Eflâtun uzun yollardan geliyorum
Ayaklarım çıplak diken kesiği
Ve sıcak.
Gelirken Filistin'e uğradım yenilmiş çocuklar sokaklarda oturuyordu,
Ve inanılmaz bir heybetle bakıyorlardı Mescid-i Aksa'ya.
Söyle Eflâtun sen nasılsın?
Tüm şarki coğrafyalarını gezdim memleketin, seni bulmak için.
Şarkışla'nın tiren garında rastladım sana.
Kollarına sarıldı bir yüzbaşı ağladım.
Saymasalar vatana ihanet bir Revolver kurşunu da ona sıkacaktım.
Bütün sokaklarına baktım Erzinca'nın, Urfa'nın, Sivas'ın.
Ne bir sofra açan oldu ne bir döşek seren
gittim de bir kurt inin de yattım.
Sanaymış her hürmet onu anladım.
Söyle Eflâtun sen nasılsın?
Kokun buram buram gelir mesken ettiğin yerlerden.
Sana yakın mıyım uzak mı bilemedim.
En son bir kör görmüş seni dertlerini anlatmışsın, o dertlerin için de buldum beni.
Söylesene Eflâtun çok mu üzdüm seni ?
Antep'in çarşında dolanırken görmüşler seni. fıstık çuvallarına değmişsin zahireci söyledi.
Kıskandım kenevir ipinden örülü çuvalı.
Tesbihimden sana kolye yaptım Erzurum işi.
Boynuna alamadım füruze ona yandım.
Burası yemen Eflâtun
İnsanlar birer ceset
Kadınlar yüzlerini saklar beni görünce
Çoğusu siyah giyinir.
Sebebi çoktur siyah giyinmenin.
Adım adım senin peşindeyim bir rüzgar esse ha devrildi ha devrileceğim.
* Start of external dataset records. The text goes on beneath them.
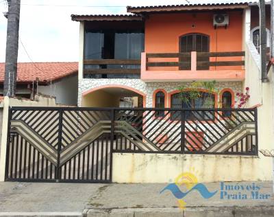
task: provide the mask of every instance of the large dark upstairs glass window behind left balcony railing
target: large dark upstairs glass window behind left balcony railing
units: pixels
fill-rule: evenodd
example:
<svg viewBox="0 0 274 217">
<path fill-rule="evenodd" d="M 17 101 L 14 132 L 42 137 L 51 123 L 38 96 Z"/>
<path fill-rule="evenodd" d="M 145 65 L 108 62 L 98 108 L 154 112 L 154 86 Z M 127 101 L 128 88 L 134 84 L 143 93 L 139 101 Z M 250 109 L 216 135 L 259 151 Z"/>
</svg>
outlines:
<svg viewBox="0 0 274 217">
<path fill-rule="evenodd" d="M 116 59 L 140 60 L 145 49 L 143 30 L 86 30 L 84 60 Z M 84 69 L 140 69 L 140 64 L 84 64 Z M 137 74 L 108 74 L 107 78 L 140 78 Z M 86 78 L 104 78 L 103 75 L 87 74 Z M 118 78 L 118 77 L 117 77 Z"/>
</svg>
Kore gazisi İsmail senden bahsetti
Görmüş seni bayramören'de
Kırmızı bir şal sarmışsın boynuna
Söyle Eflâtun hiç mi acımak yok kitabında.
Yokluğun diyorum Eflâtun yokluğun
Ha yetim çocukların çalınmış rızkı, ha yokluğun aynı keder .
Seni arıyorum siyah soğuk gecelerde
Bir iz bulsam yoluna canım koyuyorum.
İncir toplayan kadınlar bana acıyarak bakıyor.
Taze incir biraz da su veriyorlar seni soruyorum susuyorlar.
Sarı kurumuş coğrafyalarda arıyorum seni
Bilirim sevmezsin böyle yerleri
Olurya bir köy okuluna düşmüştür yolun
Olurya karatahtaya adını yazmışsındır
Olurya bir çocuğun saçını okşamışsındır
Bulamadım seni Eflâtun. Gittim de Zümer'i yazanın kalbine sığındım.
Bu sessizlik hayra alamet değil, bu puslu vakit, bu gözleri kör eden sis, bu kayboluş hayırlı değil.